Generally, a facility’s SPCC Plan must be certified by a licensed professional engineer. However, a facility owner or operator may self-certify its SPCC plan if (1) the facility has an aggregate above-ground oil storage capacity of 10,000 gallons or less and (2) in the three years prior to the self-certification date, the facility has had no single discharge of oil to navigable waters or adjoining shorelines exceeding 1,000 gallons or no two such discharges exceeding 42 gallons within any 12-month period.2 Finally, a facility’s SPCC plan does not have to be submitted to USEPA, but rather must be submitted upon request. A copy of the SPCC plan should be maintained at any facility normally attended at least four hours per day, or at the nearest field office if the facility is not so attended.
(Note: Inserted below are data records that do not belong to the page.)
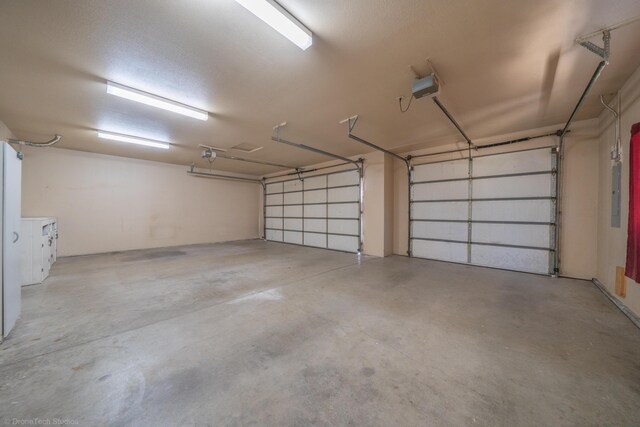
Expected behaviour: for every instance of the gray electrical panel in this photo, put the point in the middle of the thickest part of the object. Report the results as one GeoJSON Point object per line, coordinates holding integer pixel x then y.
{"type": "Point", "coordinates": [616, 181]}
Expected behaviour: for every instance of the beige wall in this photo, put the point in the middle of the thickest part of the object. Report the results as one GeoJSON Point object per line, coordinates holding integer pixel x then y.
{"type": "Point", "coordinates": [106, 203]}
{"type": "Point", "coordinates": [612, 242]}
{"type": "Point", "coordinates": [579, 204]}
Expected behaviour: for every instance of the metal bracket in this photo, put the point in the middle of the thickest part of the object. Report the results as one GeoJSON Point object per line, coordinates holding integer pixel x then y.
{"type": "Point", "coordinates": [276, 130]}
{"type": "Point", "coordinates": [602, 52]}
{"type": "Point", "coordinates": [276, 137]}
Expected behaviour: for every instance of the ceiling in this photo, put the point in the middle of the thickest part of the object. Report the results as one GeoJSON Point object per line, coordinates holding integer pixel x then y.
{"type": "Point", "coordinates": [507, 66]}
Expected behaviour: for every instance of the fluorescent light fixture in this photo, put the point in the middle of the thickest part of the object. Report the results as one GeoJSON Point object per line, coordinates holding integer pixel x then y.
{"type": "Point", "coordinates": [280, 20]}
{"type": "Point", "coordinates": [155, 101]}
{"type": "Point", "coordinates": [133, 140]}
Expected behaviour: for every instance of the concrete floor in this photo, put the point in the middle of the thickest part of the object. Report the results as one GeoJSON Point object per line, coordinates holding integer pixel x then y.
{"type": "Point", "coordinates": [255, 333]}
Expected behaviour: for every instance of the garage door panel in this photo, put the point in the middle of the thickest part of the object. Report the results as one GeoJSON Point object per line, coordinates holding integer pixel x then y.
{"type": "Point", "coordinates": [445, 251]}
{"type": "Point", "coordinates": [440, 230]}
{"type": "Point", "coordinates": [274, 211]}
{"type": "Point", "coordinates": [521, 162]}
{"type": "Point", "coordinates": [274, 235]}
{"type": "Point", "coordinates": [317, 240]}
{"type": "Point", "coordinates": [513, 210]}
{"type": "Point", "coordinates": [292, 224]}
{"type": "Point", "coordinates": [513, 186]}
{"type": "Point", "coordinates": [274, 199]}
{"type": "Point", "coordinates": [440, 210]}
{"type": "Point", "coordinates": [343, 243]}
{"type": "Point", "coordinates": [315, 182]}
{"type": "Point", "coordinates": [344, 178]}
{"type": "Point", "coordinates": [344, 226]}
{"type": "Point", "coordinates": [315, 211]}
{"type": "Point", "coordinates": [442, 170]}
{"type": "Point", "coordinates": [294, 210]}
{"type": "Point", "coordinates": [512, 234]}
{"type": "Point", "coordinates": [344, 194]}
{"type": "Point", "coordinates": [292, 237]}
{"type": "Point", "coordinates": [319, 225]}
{"type": "Point", "coordinates": [529, 260]}
{"type": "Point", "coordinates": [344, 210]}
{"type": "Point", "coordinates": [315, 196]}
{"type": "Point", "coordinates": [293, 198]}
{"type": "Point", "coordinates": [312, 213]}
{"type": "Point", "coordinates": [441, 190]}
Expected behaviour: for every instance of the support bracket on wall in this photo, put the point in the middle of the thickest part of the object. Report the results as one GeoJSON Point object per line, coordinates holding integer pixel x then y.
{"type": "Point", "coordinates": [22, 143]}
{"type": "Point", "coordinates": [602, 52]}
{"type": "Point", "coordinates": [214, 175]}
{"type": "Point", "coordinates": [276, 137]}
{"type": "Point", "coordinates": [352, 123]}
{"type": "Point", "coordinates": [453, 121]}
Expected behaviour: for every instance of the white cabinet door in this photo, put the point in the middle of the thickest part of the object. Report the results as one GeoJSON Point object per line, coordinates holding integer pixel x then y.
{"type": "Point", "coordinates": [11, 235]}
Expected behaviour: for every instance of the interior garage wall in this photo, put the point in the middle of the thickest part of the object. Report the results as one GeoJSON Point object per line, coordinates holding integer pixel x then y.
{"type": "Point", "coordinates": [107, 203]}
{"type": "Point", "coordinates": [612, 242]}
{"type": "Point", "coordinates": [578, 252]}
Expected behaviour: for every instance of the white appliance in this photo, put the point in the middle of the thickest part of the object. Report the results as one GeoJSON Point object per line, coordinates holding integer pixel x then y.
{"type": "Point", "coordinates": [39, 243]}
{"type": "Point", "coordinates": [11, 168]}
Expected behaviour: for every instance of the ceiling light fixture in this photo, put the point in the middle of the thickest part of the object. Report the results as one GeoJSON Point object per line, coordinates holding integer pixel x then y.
{"type": "Point", "coordinates": [133, 140]}
{"type": "Point", "coordinates": [155, 101]}
{"type": "Point", "coordinates": [280, 20]}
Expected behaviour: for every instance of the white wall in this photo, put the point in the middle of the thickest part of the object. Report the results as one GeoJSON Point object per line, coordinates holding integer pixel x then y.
{"type": "Point", "coordinates": [612, 242]}
{"type": "Point", "coordinates": [107, 203]}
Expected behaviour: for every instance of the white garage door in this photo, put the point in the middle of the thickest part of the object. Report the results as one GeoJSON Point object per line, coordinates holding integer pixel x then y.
{"type": "Point", "coordinates": [321, 211]}
{"type": "Point", "coordinates": [496, 210]}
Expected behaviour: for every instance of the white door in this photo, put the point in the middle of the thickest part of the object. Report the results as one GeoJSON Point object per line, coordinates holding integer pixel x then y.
{"type": "Point", "coordinates": [11, 238]}
{"type": "Point", "coordinates": [321, 211]}
{"type": "Point", "coordinates": [497, 210]}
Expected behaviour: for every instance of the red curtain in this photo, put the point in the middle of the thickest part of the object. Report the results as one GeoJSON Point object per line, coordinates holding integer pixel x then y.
{"type": "Point", "coordinates": [632, 269]}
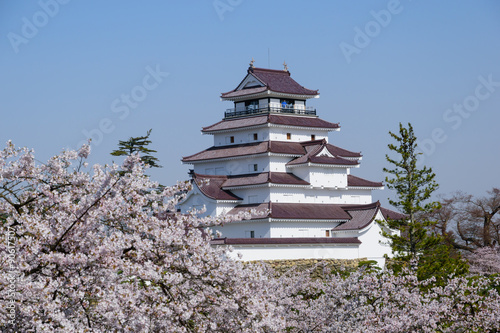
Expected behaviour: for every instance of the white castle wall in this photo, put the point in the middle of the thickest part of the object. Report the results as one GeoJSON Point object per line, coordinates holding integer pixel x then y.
{"type": "Point", "coordinates": [261, 252]}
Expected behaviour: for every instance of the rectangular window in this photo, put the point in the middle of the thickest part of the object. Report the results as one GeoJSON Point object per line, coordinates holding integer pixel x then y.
{"type": "Point", "coordinates": [253, 199]}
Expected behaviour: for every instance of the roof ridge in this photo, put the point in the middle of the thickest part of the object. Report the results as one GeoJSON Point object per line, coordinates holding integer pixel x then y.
{"type": "Point", "coordinates": [252, 70]}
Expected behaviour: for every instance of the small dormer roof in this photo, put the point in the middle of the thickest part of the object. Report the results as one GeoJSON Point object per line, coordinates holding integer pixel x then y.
{"type": "Point", "coordinates": [261, 80]}
{"type": "Point", "coordinates": [320, 152]}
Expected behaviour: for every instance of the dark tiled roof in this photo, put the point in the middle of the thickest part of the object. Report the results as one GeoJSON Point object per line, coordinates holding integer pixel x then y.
{"type": "Point", "coordinates": [337, 151]}
{"type": "Point", "coordinates": [357, 216]}
{"type": "Point", "coordinates": [390, 214]}
{"type": "Point", "coordinates": [314, 154]}
{"type": "Point", "coordinates": [263, 178]}
{"type": "Point", "coordinates": [288, 240]}
{"type": "Point", "coordinates": [229, 151]}
{"type": "Point", "coordinates": [305, 151]}
{"type": "Point", "coordinates": [361, 216]}
{"type": "Point", "coordinates": [211, 186]}
{"type": "Point", "coordinates": [274, 80]}
{"type": "Point", "coordinates": [298, 121]}
{"type": "Point", "coordinates": [296, 211]}
{"type": "Point", "coordinates": [357, 181]}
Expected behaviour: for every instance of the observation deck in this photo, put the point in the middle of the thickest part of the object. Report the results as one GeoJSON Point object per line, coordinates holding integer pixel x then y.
{"type": "Point", "coordinates": [233, 113]}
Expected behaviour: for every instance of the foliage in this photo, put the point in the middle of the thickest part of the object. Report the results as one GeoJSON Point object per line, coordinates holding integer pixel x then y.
{"type": "Point", "coordinates": [92, 254]}
{"type": "Point", "coordinates": [415, 240]}
{"type": "Point", "coordinates": [138, 145]}
{"type": "Point", "coordinates": [470, 223]}
{"type": "Point", "coordinates": [413, 187]}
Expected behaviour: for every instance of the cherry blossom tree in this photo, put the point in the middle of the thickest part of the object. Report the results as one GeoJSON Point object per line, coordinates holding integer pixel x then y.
{"type": "Point", "coordinates": [102, 249]}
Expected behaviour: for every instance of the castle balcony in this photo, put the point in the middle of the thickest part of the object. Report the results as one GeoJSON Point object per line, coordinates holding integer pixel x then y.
{"type": "Point", "coordinates": [249, 110]}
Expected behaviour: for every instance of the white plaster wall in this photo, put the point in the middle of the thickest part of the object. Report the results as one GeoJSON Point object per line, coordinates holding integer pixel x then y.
{"type": "Point", "coordinates": [240, 229]}
{"type": "Point", "coordinates": [296, 229]}
{"type": "Point", "coordinates": [261, 193]}
{"type": "Point", "coordinates": [354, 196]}
{"type": "Point", "coordinates": [198, 201]}
{"type": "Point", "coordinates": [373, 245]}
{"type": "Point", "coordinates": [264, 134]}
{"type": "Point", "coordinates": [322, 177]}
{"type": "Point", "coordinates": [240, 137]}
{"type": "Point", "coordinates": [316, 251]}
{"type": "Point", "coordinates": [263, 103]}
{"type": "Point", "coordinates": [298, 135]}
{"type": "Point", "coordinates": [237, 166]}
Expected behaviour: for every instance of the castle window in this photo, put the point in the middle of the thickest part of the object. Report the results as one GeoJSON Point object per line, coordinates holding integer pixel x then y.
{"type": "Point", "coordinates": [253, 199]}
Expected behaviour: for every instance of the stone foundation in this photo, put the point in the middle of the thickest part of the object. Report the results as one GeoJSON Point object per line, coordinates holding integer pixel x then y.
{"type": "Point", "coordinates": [318, 266]}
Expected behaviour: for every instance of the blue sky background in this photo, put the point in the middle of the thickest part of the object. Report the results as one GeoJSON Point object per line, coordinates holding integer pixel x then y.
{"type": "Point", "coordinates": [63, 67]}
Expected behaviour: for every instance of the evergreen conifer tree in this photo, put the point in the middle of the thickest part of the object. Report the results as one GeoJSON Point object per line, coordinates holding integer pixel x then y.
{"type": "Point", "coordinates": [138, 145]}
{"type": "Point", "coordinates": [414, 187]}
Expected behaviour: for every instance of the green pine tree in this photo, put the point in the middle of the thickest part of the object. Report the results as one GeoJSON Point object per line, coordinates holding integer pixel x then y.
{"type": "Point", "coordinates": [138, 145]}
{"type": "Point", "coordinates": [416, 241]}
{"type": "Point", "coordinates": [414, 187]}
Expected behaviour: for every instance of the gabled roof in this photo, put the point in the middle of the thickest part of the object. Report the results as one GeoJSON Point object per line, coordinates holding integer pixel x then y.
{"type": "Point", "coordinates": [278, 81]}
{"type": "Point", "coordinates": [295, 211]}
{"type": "Point", "coordinates": [361, 216]}
{"type": "Point", "coordinates": [245, 149]}
{"type": "Point", "coordinates": [263, 120]}
{"type": "Point", "coordinates": [353, 181]}
{"type": "Point", "coordinates": [212, 188]}
{"type": "Point", "coordinates": [319, 152]}
{"type": "Point", "coordinates": [223, 182]}
{"type": "Point", "coordinates": [390, 214]}
{"type": "Point", "coordinates": [288, 240]}
{"type": "Point", "coordinates": [263, 178]}
{"type": "Point", "coordinates": [303, 150]}
{"type": "Point", "coordinates": [352, 217]}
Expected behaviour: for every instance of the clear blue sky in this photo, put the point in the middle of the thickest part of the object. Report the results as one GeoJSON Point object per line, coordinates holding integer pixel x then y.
{"type": "Point", "coordinates": [65, 68]}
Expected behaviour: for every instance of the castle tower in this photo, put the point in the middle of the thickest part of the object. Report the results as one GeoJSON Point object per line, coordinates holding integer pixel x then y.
{"type": "Point", "coordinates": [271, 153]}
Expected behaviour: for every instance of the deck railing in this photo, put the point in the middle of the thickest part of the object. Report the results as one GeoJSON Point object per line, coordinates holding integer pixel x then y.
{"type": "Point", "coordinates": [232, 113]}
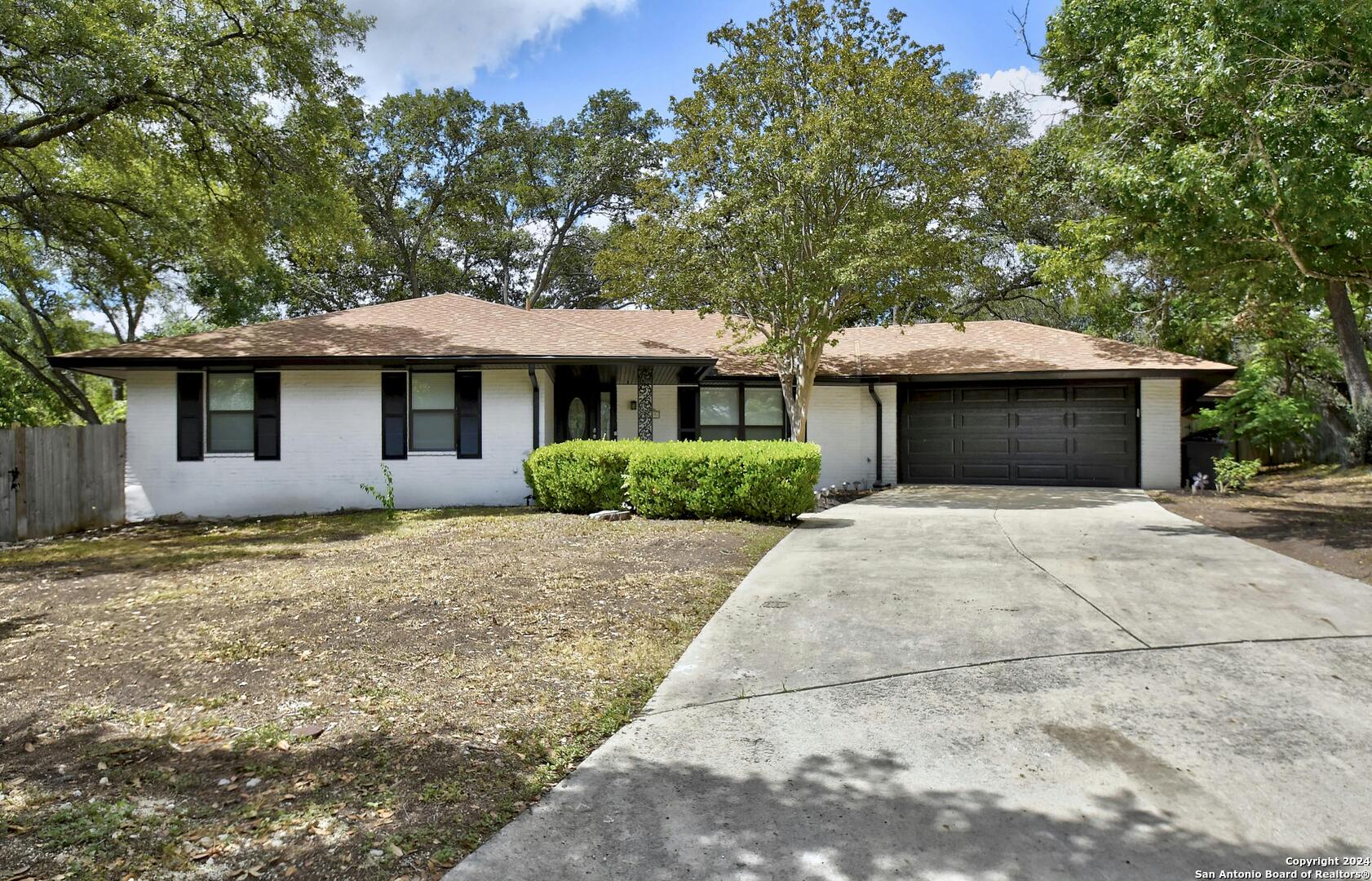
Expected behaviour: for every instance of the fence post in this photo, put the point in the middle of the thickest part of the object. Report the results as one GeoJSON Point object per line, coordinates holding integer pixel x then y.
{"type": "Point", "coordinates": [21, 497]}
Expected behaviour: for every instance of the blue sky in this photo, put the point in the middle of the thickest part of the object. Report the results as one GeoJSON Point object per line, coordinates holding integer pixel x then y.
{"type": "Point", "coordinates": [553, 54]}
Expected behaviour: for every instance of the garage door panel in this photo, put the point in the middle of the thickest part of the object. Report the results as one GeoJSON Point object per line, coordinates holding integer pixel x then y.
{"type": "Point", "coordinates": [1100, 446]}
{"type": "Point", "coordinates": [937, 422]}
{"type": "Point", "coordinates": [1056, 472]}
{"type": "Point", "coordinates": [1043, 446]}
{"type": "Point", "coordinates": [984, 446]}
{"type": "Point", "coordinates": [933, 445]}
{"type": "Point", "coordinates": [1100, 475]}
{"type": "Point", "coordinates": [985, 471]}
{"type": "Point", "coordinates": [1100, 418]}
{"type": "Point", "coordinates": [998, 420]}
{"type": "Point", "coordinates": [985, 396]}
{"type": "Point", "coordinates": [1042, 418]}
{"type": "Point", "coordinates": [1078, 434]}
{"type": "Point", "coordinates": [1102, 392]}
{"type": "Point", "coordinates": [1047, 392]}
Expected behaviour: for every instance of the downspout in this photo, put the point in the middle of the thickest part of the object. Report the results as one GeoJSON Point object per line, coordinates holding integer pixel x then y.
{"type": "Point", "coordinates": [533, 382]}
{"type": "Point", "coordinates": [871, 390]}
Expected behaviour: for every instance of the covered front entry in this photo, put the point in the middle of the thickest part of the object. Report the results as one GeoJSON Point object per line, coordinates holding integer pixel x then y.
{"type": "Point", "coordinates": [1047, 432]}
{"type": "Point", "coordinates": [583, 402]}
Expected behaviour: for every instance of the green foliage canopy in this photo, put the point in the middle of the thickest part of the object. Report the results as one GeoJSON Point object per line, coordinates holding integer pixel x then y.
{"type": "Point", "coordinates": [824, 173]}
{"type": "Point", "coordinates": [1228, 143]}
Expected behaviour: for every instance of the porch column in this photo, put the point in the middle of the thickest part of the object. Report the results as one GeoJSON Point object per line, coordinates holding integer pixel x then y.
{"type": "Point", "coordinates": [645, 404]}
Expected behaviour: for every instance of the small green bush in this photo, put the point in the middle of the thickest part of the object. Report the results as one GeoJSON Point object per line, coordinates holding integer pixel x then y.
{"type": "Point", "coordinates": [1233, 474]}
{"type": "Point", "coordinates": [579, 476]}
{"type": "Point", "coordinates": [387, 498]}
{"type": "Point", "coordinates": [748, 479]}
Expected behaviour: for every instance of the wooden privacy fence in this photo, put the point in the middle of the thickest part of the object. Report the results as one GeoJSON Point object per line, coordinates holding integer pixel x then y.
{"type": "Point", "coordinates": [60, 479]}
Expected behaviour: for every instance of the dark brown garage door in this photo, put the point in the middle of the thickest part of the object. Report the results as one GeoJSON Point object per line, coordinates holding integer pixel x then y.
{"type": "Point", "coordinates": [1065, 434]}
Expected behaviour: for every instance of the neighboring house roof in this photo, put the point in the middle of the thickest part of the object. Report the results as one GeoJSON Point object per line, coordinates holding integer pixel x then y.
{"type": "Point", "coordinates": [450, 325]}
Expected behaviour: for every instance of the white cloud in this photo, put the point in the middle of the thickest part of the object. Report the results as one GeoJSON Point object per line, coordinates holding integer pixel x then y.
{"type": "Point", "coordinates": [1044, 108]}
{"type": "Point", "coordinates": [440, 42]}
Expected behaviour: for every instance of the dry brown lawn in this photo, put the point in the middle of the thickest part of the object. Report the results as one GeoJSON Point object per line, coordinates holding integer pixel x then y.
{"type": "Point", "coordinates": [342, 696]}
{"type": "Point", "coordinates": [1320, 515]}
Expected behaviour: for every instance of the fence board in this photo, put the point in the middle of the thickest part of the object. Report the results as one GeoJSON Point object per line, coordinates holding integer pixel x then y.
{"type": "Point", "coordinates": [70, 478]}
{"type": "Point", "coordinates": [8, 498]}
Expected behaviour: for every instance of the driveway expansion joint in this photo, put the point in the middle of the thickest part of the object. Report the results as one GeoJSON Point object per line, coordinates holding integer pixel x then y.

With the exception of offshore facilities and those onshore facilities required to have Facility Response Plans,3 which were required to comply with the SPCC Rule by November 10, 2010, the compliance date for the remainder of covered facilities was November 10, 2011. For onshore production facilities that become operational after November 10, 2011, however, SPCC plans must be prepared and implemented within six months after beginning operation.
More detailed information about the SPCC rule may be found at USEPA’s website: http://www.epa.gov/emergencies/content/spcc/spcc_up.htm.
1 Under 40 C.F.R. Part 110, a discharge of oil into navigable waters or adjoining shorelines in quantities that may be harmful under the Clean Water Act is defined as a discharge that (1) causes a sheen or discoloration on the surface of the water or adjoining shoreline, (2) causes a sludge or emulsion to be deposited beneath the surface of the water or upon adjoining shorelines, or (3) violates an applicable water quality standard.
2 These amounts refer to the amount of oil that actually reaches navigable waters or adjoining shorelines, not the total amount of oil spilled.
3 Facility Response Plans are required for those facilities that, because of their location, “could reasonably be expected to cause substantial harm to the environment” by discharging oil into navigable waters or adjoining shorelines. See 40 C.F.R. § 112.20.